Russian Fine Arts
Russian fine arts is synonymous with magnificent galleries and world renowned artists. From the icon paintings of 11th century Kievan Rus' to the contemporary art of the 21st century, visitors are amazed to discover Russia's rich and dynamic art history and culture.
Zaporozhian Cossacks Writing a Letter to the Turkish Sultan (1880-1891)
An early form of Russian art, dating back over 1000 years, is icon painting. The Russian icon typically entails a sacred person or religious event, painted on a wood canvas.
The tradition of icon painting was adopted in Kievan Rus' following its conversion to Orthodox Christianity in 988 A.D. While early icons were painted to the strict models of Byzantine art, Russian masters including Andrei Rublev (1360s-1427), helped to develop a style unique to Eastern Europe.
This traditional Russian style, a nonrealistic stylization, continued unabated until the later half of the 17th century. It was at this time that artists, led by Simon Ushakov (1626-1686), began to experiment with fresh new styles from Western Europe. This innovation in Russian icon painting coincided with a split in the Russian Orthodox Church, in which the State Church adopted comprehensive reforms, while traditionalists or "Old Believers" held steadfast to tradition, including the traditional style of icon painting.
The most comprehensive collection of icon paintings can be found at the Tretyakov Gallery in Moscow.

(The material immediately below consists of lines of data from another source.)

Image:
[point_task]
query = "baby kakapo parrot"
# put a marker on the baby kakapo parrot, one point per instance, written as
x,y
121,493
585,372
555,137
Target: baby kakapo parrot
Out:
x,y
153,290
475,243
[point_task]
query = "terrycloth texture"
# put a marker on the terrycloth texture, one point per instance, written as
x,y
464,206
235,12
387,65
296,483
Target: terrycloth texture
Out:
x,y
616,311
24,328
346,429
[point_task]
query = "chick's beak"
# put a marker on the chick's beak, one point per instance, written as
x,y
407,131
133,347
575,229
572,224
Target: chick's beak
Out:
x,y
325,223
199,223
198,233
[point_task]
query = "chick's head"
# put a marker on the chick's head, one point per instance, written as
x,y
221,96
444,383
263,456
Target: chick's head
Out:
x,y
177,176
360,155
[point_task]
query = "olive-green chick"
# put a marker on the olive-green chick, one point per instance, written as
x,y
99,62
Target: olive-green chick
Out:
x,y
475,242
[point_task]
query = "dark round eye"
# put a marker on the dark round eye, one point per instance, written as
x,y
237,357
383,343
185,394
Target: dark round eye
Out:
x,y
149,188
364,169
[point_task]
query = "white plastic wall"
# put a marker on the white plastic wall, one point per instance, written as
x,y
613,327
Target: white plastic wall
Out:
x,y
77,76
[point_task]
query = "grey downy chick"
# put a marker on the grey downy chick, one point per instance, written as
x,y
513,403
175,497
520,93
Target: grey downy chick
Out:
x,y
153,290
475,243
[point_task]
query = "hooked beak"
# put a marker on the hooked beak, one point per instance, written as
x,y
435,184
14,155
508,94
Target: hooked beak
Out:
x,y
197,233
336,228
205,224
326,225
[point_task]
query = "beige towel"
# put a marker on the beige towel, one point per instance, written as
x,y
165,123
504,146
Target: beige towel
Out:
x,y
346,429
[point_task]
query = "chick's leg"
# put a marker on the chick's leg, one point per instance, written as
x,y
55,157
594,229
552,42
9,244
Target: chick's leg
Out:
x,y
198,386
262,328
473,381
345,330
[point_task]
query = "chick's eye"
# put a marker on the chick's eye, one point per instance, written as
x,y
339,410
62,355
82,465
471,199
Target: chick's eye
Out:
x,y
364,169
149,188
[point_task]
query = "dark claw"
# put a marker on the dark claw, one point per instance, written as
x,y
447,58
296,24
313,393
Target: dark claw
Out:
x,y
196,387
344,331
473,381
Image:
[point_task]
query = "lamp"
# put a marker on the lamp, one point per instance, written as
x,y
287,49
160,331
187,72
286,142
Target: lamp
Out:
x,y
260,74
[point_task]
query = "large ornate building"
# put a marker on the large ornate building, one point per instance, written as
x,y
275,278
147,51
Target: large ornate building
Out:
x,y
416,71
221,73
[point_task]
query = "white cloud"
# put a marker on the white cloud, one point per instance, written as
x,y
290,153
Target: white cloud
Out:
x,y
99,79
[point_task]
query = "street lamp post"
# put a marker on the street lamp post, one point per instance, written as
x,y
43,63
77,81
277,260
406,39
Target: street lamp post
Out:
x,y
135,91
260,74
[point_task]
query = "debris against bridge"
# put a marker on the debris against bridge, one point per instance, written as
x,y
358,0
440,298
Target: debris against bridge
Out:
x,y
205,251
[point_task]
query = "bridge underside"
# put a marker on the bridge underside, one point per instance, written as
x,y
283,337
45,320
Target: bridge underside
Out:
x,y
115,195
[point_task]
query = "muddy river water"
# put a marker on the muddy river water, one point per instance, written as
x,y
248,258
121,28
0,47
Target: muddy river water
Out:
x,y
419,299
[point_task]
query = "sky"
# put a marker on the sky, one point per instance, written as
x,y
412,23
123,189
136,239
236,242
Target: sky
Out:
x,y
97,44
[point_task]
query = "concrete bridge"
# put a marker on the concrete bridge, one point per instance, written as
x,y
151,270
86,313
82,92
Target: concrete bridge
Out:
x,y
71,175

The collection includes priceless works dating from early Russian Christianity, all the way to the Stroganov School, the last major Russian icon movement which thrived in the late 16th and 17th centuries.
The Protestant and Catholic influence on Russian icon painting inevitably brought about the movement of classical painting as well. While Classical Art of Renaissance was long established in parts of Western Europe, it wasn't until 1757 when the Russian Academy of Arts was created in Saint Petersburg to instruct local artists on ancient and neoclassical styles.
A few early members of the esteemed academy include Dmitry Levitzky, Anton Losenko and Fyodor Rokotov, while notable classical painters of the early 19th century romantic era include Karl Briullov and Alexander Ivanov.
Some of Russia's most notable artists and works of art come from the realist movement. A favorite style of the 19th century, Russian realist painters accurately illustrated portraits of their contemporaries, historical genre scenes (like the Repin painting above), as well as magnificent landscapes typical to the Russian Empire.
While some artists stuck to portraits and depictions of aristocracy, many others started to produce works of Russian peasantry and their suffering. This type of critical realism, which flourished in 19th century Russia under Alexander II, later became a model imitated by "Socialist Realist" artists of the Soviet Union.
As in all forms of painting, there is a transitional period which incorporates styles from two or more different movements. Such was the case in the transition from realist painting to the modern art of avant-garde. Russian painters including Boris Kustodiev, Kuzma Petrov-Vodkin, Nicholas Roerich and Mikhail Vrubel developed their own unique styles that did not definitively fit into one movement or the other.
Not so much a distinctive movement, Russian avant-garde describes a myriad of modern art forms including constructivism, futurism, neo-primitivism, rayonism, and suprematism amongst others.
- constructivism - refers specifically to a group of artists who sought to move beyond the autonomous art object, extending the formal language of abstract art into practical design work.
- futurism - a social and artistic philosophy established by Filippo Tommaso Marinetti in which artists glorified all that was modern, industrial and technologically advanced by striving to depict the "universal dynamism" they perceived around them.
- neo-primitivism - movement that took its name from Aleksander Shevchenkos Neo-primitivizm (1913), which describes a crude style of painting based on the conventions of traditional Russian art forms such as the lubok, the icon, and peasant arts and crafts.
- rayonism - a short-lived, but important step in Russian abstract art, Rayonists sought an art that floated beyond abstraction, outside of time and space, by using dynamic rays of contrasting color, representing lines of reflected light.
- suprematism - an art movement focused on fundamental geometric forms (in particular the square and circle), in different colors, without any obvious sense.
Russian avant-garde thrived from the late 19th century all the way until the Stalin's rise to power. By 1932, restrictions were imposed on what artists could paint, with a direction towards socialist realism as opposed to modern art.
While theoretically, Soviet art would include everything post-revolutionary, the true era of Soviet art (unified associations of artists organized to serve state interest), never really started until 1932. With the establishment of the Moscow and Leningrad Union of Artists in August 1932, officially approved art was now required to follow the doctrine of Socialist Realism.
While strict socialist realism was the prominent style early on, many artists eventually incorporated new, innovate technique in the latter years of Soviet art. Despite this innovation, restrictions on what artists could paint were never really abandoned until the late 1980s.